Week 2: ARIMA Models
Johnny Y -
This week, I focused on building and optimizing my baseline ARIMA (autoregressive integrated moving average) model. I first built an ARIMA model to predict continuous prices (which ARIMA tends to perform better on). I found the parameters using the Augmented Dickey-Fuller (ADF), Autocorrelation Function (ACF), and Partial Autocorrelation Function (PACF) tests, and used Dogecoin data for the testing and training. I played around with different time frames to see how they affected accuracy.

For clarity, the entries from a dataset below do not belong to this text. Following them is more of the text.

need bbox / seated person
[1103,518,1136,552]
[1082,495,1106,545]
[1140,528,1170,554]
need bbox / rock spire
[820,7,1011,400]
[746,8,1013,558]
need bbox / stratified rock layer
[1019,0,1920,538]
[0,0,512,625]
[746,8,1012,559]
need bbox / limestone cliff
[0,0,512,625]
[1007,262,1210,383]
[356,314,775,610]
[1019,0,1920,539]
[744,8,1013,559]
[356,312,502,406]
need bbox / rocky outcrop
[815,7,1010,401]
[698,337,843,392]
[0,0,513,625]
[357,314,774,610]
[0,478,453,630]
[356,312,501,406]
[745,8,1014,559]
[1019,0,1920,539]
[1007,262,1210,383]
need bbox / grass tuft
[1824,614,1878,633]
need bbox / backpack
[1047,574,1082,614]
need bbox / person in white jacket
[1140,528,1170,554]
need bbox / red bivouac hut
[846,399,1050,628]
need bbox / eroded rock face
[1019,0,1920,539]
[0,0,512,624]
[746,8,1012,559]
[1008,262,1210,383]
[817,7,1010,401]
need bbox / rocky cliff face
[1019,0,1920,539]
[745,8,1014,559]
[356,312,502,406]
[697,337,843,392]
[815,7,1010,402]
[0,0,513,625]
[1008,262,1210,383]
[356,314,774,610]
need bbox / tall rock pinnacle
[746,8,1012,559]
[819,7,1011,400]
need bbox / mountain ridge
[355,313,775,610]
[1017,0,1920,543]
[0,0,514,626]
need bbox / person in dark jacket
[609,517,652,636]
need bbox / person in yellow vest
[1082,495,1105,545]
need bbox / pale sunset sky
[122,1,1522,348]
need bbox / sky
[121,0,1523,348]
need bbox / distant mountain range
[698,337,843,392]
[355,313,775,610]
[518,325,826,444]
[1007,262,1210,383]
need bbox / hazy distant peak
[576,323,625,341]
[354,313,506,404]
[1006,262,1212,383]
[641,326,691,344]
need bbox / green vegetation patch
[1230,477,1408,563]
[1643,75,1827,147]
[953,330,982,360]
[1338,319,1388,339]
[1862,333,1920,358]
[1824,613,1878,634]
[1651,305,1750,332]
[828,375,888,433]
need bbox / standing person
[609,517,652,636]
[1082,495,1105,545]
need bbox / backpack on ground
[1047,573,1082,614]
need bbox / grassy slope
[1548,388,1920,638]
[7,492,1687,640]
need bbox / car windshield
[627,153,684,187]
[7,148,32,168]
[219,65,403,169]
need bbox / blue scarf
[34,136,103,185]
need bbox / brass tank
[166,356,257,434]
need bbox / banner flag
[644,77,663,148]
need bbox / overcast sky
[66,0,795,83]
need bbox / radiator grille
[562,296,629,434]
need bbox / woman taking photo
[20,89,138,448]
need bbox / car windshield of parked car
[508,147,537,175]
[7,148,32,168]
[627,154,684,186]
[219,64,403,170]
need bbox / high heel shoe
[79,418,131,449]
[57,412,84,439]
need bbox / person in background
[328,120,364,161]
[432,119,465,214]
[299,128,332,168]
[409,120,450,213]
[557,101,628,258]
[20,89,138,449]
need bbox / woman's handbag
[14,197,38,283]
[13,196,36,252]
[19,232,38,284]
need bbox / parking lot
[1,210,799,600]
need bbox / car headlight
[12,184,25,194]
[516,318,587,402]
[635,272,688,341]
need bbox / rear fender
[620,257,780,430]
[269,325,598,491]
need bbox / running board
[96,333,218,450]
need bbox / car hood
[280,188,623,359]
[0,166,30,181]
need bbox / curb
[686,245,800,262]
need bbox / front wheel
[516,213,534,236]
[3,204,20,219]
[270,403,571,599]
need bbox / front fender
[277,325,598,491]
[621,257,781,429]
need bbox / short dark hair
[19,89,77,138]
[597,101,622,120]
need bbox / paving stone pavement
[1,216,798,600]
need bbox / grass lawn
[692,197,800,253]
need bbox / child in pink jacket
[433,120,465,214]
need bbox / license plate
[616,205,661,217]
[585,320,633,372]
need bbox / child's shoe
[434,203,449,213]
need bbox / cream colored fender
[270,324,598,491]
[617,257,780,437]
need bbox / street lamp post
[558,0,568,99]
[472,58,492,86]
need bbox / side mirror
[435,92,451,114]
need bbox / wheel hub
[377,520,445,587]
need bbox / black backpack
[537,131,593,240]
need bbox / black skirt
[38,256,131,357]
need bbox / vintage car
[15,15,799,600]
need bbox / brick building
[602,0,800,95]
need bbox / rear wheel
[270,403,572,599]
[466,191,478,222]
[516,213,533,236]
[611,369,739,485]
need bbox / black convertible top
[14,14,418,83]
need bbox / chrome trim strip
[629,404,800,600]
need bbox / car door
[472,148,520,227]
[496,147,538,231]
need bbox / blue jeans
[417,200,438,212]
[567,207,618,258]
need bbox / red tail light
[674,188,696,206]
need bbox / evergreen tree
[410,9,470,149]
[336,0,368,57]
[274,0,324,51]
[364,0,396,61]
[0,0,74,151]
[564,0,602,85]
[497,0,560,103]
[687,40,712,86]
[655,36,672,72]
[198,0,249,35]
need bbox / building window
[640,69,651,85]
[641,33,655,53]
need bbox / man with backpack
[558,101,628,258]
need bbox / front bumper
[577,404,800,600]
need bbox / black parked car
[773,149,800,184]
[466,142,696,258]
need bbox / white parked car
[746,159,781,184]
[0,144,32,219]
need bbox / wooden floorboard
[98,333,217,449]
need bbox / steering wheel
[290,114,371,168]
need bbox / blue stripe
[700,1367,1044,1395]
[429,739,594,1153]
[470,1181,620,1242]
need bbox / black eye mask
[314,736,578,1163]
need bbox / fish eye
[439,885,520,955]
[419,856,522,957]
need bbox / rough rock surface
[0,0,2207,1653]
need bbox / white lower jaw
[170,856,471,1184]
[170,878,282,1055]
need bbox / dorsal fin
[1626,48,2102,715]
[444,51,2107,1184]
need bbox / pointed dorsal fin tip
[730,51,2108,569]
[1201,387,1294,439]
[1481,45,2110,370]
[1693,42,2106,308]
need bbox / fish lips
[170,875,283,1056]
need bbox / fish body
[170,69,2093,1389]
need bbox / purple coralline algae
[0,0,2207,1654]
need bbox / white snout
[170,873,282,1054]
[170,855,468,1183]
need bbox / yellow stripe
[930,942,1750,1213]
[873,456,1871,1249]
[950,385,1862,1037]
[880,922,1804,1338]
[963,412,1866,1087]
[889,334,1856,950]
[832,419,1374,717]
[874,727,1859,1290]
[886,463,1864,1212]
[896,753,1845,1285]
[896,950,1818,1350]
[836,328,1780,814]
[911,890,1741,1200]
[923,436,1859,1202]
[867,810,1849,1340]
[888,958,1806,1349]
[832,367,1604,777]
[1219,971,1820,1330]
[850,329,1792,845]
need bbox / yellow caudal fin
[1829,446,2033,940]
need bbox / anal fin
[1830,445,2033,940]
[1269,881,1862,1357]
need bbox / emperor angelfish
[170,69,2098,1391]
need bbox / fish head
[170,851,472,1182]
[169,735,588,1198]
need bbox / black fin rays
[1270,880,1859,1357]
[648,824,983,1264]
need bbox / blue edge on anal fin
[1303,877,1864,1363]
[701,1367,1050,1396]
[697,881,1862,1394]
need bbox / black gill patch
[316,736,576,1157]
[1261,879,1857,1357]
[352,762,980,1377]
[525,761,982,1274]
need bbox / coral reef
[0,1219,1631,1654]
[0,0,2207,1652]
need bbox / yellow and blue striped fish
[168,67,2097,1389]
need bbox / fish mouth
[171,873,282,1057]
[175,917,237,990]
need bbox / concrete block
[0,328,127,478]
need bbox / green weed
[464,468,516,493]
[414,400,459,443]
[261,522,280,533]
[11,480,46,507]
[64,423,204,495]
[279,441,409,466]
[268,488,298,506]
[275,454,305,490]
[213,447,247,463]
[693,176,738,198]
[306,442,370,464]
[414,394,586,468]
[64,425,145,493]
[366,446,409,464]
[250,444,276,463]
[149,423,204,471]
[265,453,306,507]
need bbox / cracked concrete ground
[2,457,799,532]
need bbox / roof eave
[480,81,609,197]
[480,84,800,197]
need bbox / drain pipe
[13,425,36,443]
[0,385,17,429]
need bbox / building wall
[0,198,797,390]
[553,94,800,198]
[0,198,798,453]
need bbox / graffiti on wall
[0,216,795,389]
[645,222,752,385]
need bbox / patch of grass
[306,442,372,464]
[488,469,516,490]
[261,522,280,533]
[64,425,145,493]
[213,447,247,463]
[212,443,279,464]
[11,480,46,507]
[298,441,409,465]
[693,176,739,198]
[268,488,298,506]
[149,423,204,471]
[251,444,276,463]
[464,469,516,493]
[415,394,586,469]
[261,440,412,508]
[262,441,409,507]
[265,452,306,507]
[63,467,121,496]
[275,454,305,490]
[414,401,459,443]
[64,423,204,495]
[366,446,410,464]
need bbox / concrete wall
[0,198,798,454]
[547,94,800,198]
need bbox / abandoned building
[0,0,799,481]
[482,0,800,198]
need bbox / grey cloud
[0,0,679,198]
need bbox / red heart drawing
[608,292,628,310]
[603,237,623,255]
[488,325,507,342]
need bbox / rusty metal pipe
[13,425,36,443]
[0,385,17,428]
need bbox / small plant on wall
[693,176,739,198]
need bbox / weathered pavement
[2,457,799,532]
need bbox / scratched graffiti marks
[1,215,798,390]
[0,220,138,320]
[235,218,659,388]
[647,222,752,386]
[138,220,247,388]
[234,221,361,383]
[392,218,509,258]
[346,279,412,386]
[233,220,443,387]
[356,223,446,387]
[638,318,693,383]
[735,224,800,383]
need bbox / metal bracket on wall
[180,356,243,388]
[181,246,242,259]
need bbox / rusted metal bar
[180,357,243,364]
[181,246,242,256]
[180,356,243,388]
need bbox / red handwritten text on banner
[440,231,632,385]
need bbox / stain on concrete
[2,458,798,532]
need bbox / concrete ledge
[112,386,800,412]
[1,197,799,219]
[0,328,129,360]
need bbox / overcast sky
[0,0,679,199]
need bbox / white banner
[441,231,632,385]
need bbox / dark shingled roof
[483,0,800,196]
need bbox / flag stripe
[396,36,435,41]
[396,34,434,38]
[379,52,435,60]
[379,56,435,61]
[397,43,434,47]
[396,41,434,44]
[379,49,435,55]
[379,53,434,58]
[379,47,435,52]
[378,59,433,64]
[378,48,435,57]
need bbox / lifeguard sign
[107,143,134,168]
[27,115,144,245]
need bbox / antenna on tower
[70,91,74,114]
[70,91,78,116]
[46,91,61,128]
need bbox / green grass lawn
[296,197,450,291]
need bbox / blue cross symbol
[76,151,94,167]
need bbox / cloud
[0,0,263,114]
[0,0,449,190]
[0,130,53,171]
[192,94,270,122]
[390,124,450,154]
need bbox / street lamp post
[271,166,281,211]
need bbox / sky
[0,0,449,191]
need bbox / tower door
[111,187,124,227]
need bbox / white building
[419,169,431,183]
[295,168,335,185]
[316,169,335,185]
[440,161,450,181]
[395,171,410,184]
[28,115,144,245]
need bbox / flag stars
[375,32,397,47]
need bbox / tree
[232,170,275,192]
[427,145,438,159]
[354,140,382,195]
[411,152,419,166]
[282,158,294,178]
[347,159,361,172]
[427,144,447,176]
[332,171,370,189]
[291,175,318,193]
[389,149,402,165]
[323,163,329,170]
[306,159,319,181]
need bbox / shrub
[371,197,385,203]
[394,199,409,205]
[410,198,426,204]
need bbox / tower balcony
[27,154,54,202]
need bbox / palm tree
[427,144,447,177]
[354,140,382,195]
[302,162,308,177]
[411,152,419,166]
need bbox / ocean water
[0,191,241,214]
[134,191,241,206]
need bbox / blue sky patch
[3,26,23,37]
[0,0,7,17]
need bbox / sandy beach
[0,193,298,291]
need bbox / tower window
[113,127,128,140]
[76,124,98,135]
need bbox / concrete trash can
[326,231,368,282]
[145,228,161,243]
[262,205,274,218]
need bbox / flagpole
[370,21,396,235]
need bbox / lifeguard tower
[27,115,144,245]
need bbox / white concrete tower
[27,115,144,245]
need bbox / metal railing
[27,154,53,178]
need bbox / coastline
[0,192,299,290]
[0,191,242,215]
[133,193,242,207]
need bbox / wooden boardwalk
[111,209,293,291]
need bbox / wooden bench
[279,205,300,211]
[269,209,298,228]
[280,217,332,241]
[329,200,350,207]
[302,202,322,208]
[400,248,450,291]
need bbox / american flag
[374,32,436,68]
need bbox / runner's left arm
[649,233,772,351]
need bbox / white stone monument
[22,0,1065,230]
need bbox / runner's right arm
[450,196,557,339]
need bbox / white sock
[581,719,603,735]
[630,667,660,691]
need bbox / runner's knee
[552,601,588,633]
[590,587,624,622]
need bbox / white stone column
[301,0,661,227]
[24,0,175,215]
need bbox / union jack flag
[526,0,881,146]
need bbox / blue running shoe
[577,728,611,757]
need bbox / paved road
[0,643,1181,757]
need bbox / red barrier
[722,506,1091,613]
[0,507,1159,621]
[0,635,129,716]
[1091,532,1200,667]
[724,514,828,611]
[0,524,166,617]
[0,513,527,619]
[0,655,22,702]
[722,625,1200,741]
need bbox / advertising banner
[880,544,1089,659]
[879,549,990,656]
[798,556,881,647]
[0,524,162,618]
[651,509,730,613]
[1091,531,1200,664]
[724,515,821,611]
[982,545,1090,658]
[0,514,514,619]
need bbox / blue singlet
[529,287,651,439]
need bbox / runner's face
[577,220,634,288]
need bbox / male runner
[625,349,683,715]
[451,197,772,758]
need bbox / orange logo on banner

I then built a separate ARIMA model to predict only whether the price would go up or down on a given day (since that is closer to what sentiment analysis does best) and measured the accuracy using percentage returns as data. With an 80%-20% train-test split on 12 months of data and parameters (p, d, q) = (25, 0, 25), the model achieved a 42.47% accuracy – less than a random coin flip. This would appear to demonstrate that ARIMA perhaps isn’t the best baseline for up/down predictions, though certainly the huge swings in the crypto market (e.g. 2.5x in 1 day because of the election) don’t help. Debugging my code took quite a bit of time, and for some time frames/parameter choices the model seems to have uniform recommendations (i.e. predicting “up” every day or “down” every day); I still haven’t figured that out yet. Another challenge is that manual entry is only weekly, so I really only have 1 years’ worth of data. I will be meeting with my site advisor to discuss the results.
It should be noted that past papers generally used ARIMA as a baseline for predicting continuous prices instead of up/down, so I don’t anticipate the lack of accuracy of ARIMA for up/down movement being an issue, though I will discuss this with my site advisor.